Disclosure Documents include the National Instrument 43-101 compliant technical reports titled “NI 43-101 Technical Report on the Cozamin Mine, Zacatecas, Mexico” effective January 1, 2023, “NI 43-101 Technical Report on the Pinto Valley Mine, Arizona, USA” effective March 31, 2021, “Santo Domingo Project, Region III, Chile, NI 43-101 Technical Report” effective February 19, 2020, and “Mantos Blancos Mine NI 43-101 Technical Report Antofagasta / Región de Antofagasta, Chile” and “Mantoverde Mine and Mantoverde Development Project NI 43-101 Technical Report Chañaral / Región de Atacama, Chile”, both effective November 29, 2021.
The disclosure of Scientific and Technical Information in this document was reviewed and approved by Clay Craig, P.Eng., Director, Mining & Strategic Planning (technical information related to Mineral Reserves at Pinto Valley and Cozamin), and Cashel Meagher, P.Geo., President and Chief Operating Officer (technical information related to project updates at Santo Domingo and Mineral Reserves and Resources at Mantos Blancos and Mantoverde) all Qualified Persons under NI 43-101.

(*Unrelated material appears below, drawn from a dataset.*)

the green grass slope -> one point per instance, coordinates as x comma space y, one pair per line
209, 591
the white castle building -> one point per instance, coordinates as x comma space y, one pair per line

ALTERNATIVE PERFORMANCE MEASURES
This document refers to certain non-GAAP financial performance measures, including “C1 cash costs”, “cash costs”, “net cash”, “all-in costs”, “available liquidity”, “expansionary capital” and “sustaining capital” are Alternative Performance Measures. Alternative performance measures are furnished to provide additional information. These non-GAAP performance measures are included in this presentation because these statistics are key performance measures that management uses internally to monitor performance, to assess how the Company is performing, to plan and to assess the overall effectiveness and efficiency of mining operations. These performance measures do not have a standard meaning within IFRS and, therefore, amounts presented may not be comparable to similar data presented by other mining companies. These performance measures should not be considered in isolation as a substitute for measures of performance in accordance with IFRS. For full information, please refer to the Company’s latest Management Discussion and Analysis published on its Financial Reporting webpage or on SEDAR (the “MD&A”).
C1 Cash Costs per pound: C1 cash costs per payable pound of copper produced is a measure reflective of operating costs per unit. C1 cash costs is calculated as cash production costs of metal produced net of by-product credits and is a key performance measure that management uses to monitor performance. Management uses this measure to assess how well the Company’s producing mines are performing and to assess overall efficiency and effectiveness of the mining operations and assumes that realized by-product prices are consistent with those prevailing during the reporting period.